In Benedict’s USAF Officer Effectiveness Report under duties it reads;

ll. DUTIES SSN 2162 (Operations & Training Staff Officer): An Assistant DCS/Operations advises the CG on all matters pertaining to the AAC intelligence activities, manpower and organization, training and requirements, operations, preparation of over-all plans and programs, combat operations, special Arctic projects, development and review of broad AAC policy and AF civilian compo0nent activities, including CAP and Air Scouts. Directs and supervises the Directors of Operations and Training. Manpower and Organization, Plans, Intelligence, Combat Operations and Special Artic Projects. Performs special duties as directed by the Deputy Chief of Staff, Operations.

Benedict was a Command Pilot and trained pilots to fly the C-47. He was also Group Instrument Instructor, Group Flying Safety Officer and Group Training Officer.

Having said all the above General Old asked Benedict if he could carry out this mission. Benedict is said to have replied, “as long as you give me everything I want and the people I want, I can do it.”

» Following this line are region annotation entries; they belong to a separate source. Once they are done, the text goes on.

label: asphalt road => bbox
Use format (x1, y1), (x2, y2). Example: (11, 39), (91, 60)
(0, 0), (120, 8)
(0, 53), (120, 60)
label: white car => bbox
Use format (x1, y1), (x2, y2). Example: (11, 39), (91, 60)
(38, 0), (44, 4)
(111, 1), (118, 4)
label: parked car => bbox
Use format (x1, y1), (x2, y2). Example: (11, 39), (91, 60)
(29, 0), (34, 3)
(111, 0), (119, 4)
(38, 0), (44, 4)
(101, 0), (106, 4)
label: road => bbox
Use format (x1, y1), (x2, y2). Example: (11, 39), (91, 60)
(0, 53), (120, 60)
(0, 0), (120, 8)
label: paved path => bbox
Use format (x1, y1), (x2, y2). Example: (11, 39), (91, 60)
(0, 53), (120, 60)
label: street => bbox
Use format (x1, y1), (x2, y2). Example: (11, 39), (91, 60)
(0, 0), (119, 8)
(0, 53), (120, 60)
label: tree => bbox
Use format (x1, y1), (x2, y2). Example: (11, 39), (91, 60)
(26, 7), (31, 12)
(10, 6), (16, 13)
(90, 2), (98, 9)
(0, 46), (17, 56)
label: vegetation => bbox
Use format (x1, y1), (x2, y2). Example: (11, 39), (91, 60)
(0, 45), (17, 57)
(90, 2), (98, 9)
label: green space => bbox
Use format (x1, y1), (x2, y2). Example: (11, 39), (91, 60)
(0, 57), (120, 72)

Benedict was told to get together with Lt. Col. Joseph O. Fletcher and plan the expedition. They did it in less than a month. The expedition would be called “Operation Oil Drum”.

At this same time the Navy was trying to make it to the North Pole also but had mechanical problems with their P2-V aircraft and were unable to get to the Pole first.

After one aborted attempt, with Benedict as Pilot and Fletcher as co-pilot they made the first successful attempt to land on the North Pole on May 3, 1952.

Radio contact was maintained through out the expedition. There was another ski equiped C-47 standing by at T-3 (1 hour away) ready to be flown by Captain Lew Erhart of the 10th Air Rescue Squadron at Elmendorf AFB in case of emergency. A message was flashed back to T-3 “Expedition instructions carried out. No Sweat.”

Members of the Air Force expedition team that landed at the North Pole on 3 May 1952 are as follows; Lt. Col. William P. Benedict, Pilot, Headquarters, Alaskan Air Command; Lt. Col. Joseph O. Fletcher, copilot and commander of the (T-3) ice island project; 1Lt. Herbert Thompson, navigator, 58th Strategic (Weather) Reconnaissance Squadron, Eielson AFB*; MSgt. Edison T. Blair, recorder, Headquarters, Alaskan Air Command; SSgt. Harold Turner, engineer, 5039th Base Flight Squadron; A1C Robert L. Wishard, radio operator, 5039th Base Flight Squadron, Elmendorf AFB; A2C. David R. Dobson, Alaska Air Command photographer; Fritz Ahl, Alaskan bush pilot, McGrath, Alaska; Dr. Albert P. Crary, geophysicist, West Newton, Mass.; Robert Cotell, assistant to Dr. Crary, Cambridge, Mass.;

Writers note *Lt. Thompson was a navigator in the 91st Bomb Group (H) 401st Bombardment Squadron Heavy, flying B-17’s out of Bassingbourn, England in WWII.